Еще двух сестер ее я видел мельком. Рослые, худые, словно испепеленные внутренним огнем, темноглазые, темноволосые, голоса низкие. Елена Васильевна, полная, медленная в движениях, тоже могучего роста, казалась уравновешенней остальных, вероятно, потому что часть ее сил уходила в искусство. Она отлично рисовала. С ее иллюстрациями вышли первые издания книги Житкова «Почемучка»[2]. Была умна и наблюдательна, умела хорошо рассказывать. И вместе с тем оставалсь несчастной женщиной, как и сестры ее, одной из многих, изнемогающих от одиночества и избытка сил. Тянуло ее к мужчинам суровым и деспотичным. Была она влюблена в одного сердитого художника — безнадежно, потом в Житкова, который выбрал другую горемыку, ей подобную. Так она и тосковала, и томилась, и это определяло ее больше, чем талант или ум. Во время войны сестры ее умерли в блокаду. Взяла она к себе племянника, маленького, остренького, как мышка. И часть любви ушла на него. Но сколько осталось! Ходила она в поддевке какой‑то, подвязывалась платком, махнула рукой на счастье. Но желание отдать избыток, пострадать — не исчезало. Сколько ей были должны! Сколько денег она рассылала, получит гонорар и идет на почту. В последние годы бывала у Гарина, этого беспутного святого подобного рода женщины просто обожают. Уж тут можно позаботиться и приласкать, ничего не получив взамен, разве только уложить пьяного до поезда, а потом растолкать и отвезти на вокзал, в самый последний миг. Все‑таки утешение ей, что не опоздал. Все‑таки истрачено что‑то из избытков неиспользованной доброты. Мне в этом бескорыстии чудится присутствие божественной силы. Жалко, что в последние годы перестали мы встречаться с Сафоновой. Она до войны еще перебралась в Москву. Вчера был Эраст. Я спросил его: «Как Елена Васильевна?» — «Да плохо что‑то. С сердцем. А Эрдман[3] заставляет ее подниматься на 5–й этаж».

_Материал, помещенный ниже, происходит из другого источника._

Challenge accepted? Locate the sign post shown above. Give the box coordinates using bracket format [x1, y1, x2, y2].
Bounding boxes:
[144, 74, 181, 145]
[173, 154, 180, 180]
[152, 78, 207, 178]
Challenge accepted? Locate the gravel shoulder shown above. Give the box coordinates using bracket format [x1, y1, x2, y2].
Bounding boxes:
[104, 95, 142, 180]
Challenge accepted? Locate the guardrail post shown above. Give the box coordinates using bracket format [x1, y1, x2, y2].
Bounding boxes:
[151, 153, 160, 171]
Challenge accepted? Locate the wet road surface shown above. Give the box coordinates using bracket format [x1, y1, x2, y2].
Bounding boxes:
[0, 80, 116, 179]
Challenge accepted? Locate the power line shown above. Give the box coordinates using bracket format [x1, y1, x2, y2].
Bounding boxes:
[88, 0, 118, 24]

12 июня«Эрдман Борис. Художник. Сафонова — его рука. Он рисовальщик никакой. Она рисует. Он человек темный. Ничего не понимает. Гоняет ее на пятый этаж, с больным сердцем». Так Эраст поносил Бориса Эрдмана за то, что обижает он Сафонову. А в это же время Елена Александровна, больная и пожилая, ворча и сердясь, но отправилась все‑таки на городскую станцию добывать Эрасту билет, понимая, что если он не уедет, то в театре отдадут его под суд. Деньги на дорогу растранжирил он, пока ехал из Вильнюса в Ленинград. Поэтому выдала ему деньги другая сердитая и пожилая женщина, Татьяна Викторовна. Это друзья. А третья женщина, тоже не молодая, но героически с этим борющаяся, измученная любовью к Эрасту, ждала его, считая минуты, готовая вытерпеть все. И отвезти его потом на вокзал, скандалящего или спящего. А четвертая женщина — жена, седая, худая до той степени, когда при взгляде испытываешь не то страх, не то умиление, беспокойная, мнительная, ревнивая, изболевшая за мужа душой, звонила из Москвы и строго спрашивала — достали ли билет Эрасту. И если достали, то выедет ли он. И строго спрашивала Елену Александровну: «Не знаете, где он? Билет есть, а остальное вас не касается? Значит, у вас есть основание предполагать, что он может сегодня не выехать?» Так допрашивала она Елену Александровну, гневную, едва дышащую от усталости. А Эраст сидел у нас в Комарове, беспутный, седой, молодой, легкий, вдохновенный, и, ругаясь нехорошими словами, обвинял Бориса Эрдмана за то, что мучает тот Лену Сафонову, не понимает, туды его, темный человек, как тяжело ей подниматься на пятый этаж.